My assumption is that the property ownership should be calculated based on - Partner and mother own 30% each from their initial $30k downpayment - Remainder % is calculated based on amount each of us are paying to the monthly mortgage

Would the above be right or is there a more conventional to calculate this?

  • I guess unless you and your wife has signed a prenup, the amount your wife puts down is the same as if you put it down (and the other way around if situation was reversed). With this logic, then in the end your mother in law will own 30% + (1/3) * 40% = 43,3% and you and your wife will own the rest.
    – ssn
    Feb 2 '18 at 16:45
  • Can you edit to clarify whether the third person is your partner or your wife? The answer may differ depending on your marital status and depending on the jurisdiction. To that end, please also add a country tag (and maybe a state tag, if US).
    – shoover
    Feb 2 '18 at 18:17

You should have it specified with your partner and mother in law before making the purchase.

In the end, after the mortgage is completely paid off, it seems obvious that the ownership amounts should be the mother and partner having 43.33% each (30 + 40/3) and you having 13.33%.

However, if the house were immediately sold the day after buying it, for $100,000 (ignore taxes, etc), it would be ludicrous for you to expect 13.33% of the $60,000 remaining after the mortgage was paid off, having put in $0. So a fairer option would to have percentage of ownership change over time, according to total money put in.

Thus, to start with, your mother and your partner own 50% each and you own 0%. If the mortgage is $2,000 / yr, and you each pay $666.67, then after 5 years your mother and partner would've paid $33,333.35 each, and you would've paid $3,333.35, leading to them having 47.6% ownership each and you having 4.8%.

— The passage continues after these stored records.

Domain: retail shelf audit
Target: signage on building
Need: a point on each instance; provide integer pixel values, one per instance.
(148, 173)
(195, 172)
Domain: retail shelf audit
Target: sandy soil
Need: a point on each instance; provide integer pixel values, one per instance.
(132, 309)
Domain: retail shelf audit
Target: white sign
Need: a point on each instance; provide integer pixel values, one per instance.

If you reach the end of the mortgage, then it has converged to the expected 43.33% / 43.33% / 13.33%.

  • 1
    Actually it shouldn’t really change over time - because they still have the liability split evenly between them. So even if the house was sold the day after the purchase, the split would still be the same - otherwise OP would come out of the deal short handed (debt) and the two others would have gained 13,300 dollars (surplus). The percentages would stay the same the entire time - doesn’t matter how each individual chooses to fund their share (with debt or equity).
    – ssn
    Feb 2 '18 at 22:28
  • If by liability you're referring to the mortgage, it would have to be paid with the proceeds of the sale before any dividing up can occur. How would OP come out of the deal shorthanded? Sell for $100,000, pay back $40,000 mortgage, leaves $60,000. Are you suggesting that it should be split $26,000 / $26,000 / $8,000?
    – Magua
    Feb 2 '18 at 23:43
  • None of that matters - it would all depend on what is in the deed.
    – Victor
    Feb 3 '18 at 0:43
  • @Magua yes exactly - and that is the precise reason why the distribution never changes. Each individual is liable for 1/3 of the remaining debt (13,300). If you didn’t use the income from the sale to pay off the debt, and OPs wife and mother in law owned 50% of the house each, OP would come out of the deal short 13,300. Wife and mother in law would then make 100,000 * 50% = 50,000 - 13,300 in debt = 36,700 (= surplus of 6,700 each). Ownership remains the same no matter how the house is financed, either by debt or equity. Makes no sense that equity holders own relatively more than debt holders.
    – ssn
    Feb 3 '18 at 9:04
  • This may be a country difference, but in the US it is literally impossible to sell the house without paying off the mortgage.
    – Magua
    Feb 4 '18 at 5:33

It would be nice to know what country this is in because some countries could have special laws regarding the ownership.

For instance, in Australia, the ownership percentages will be specified in the deeds when you buy the place. So no matter what amounts get put in frombeach party the ownership won't change..

It is always important to specify all these issues from the start in a contract before any purchase is made or else things will most probably end up in court if there is a dispute between the parties.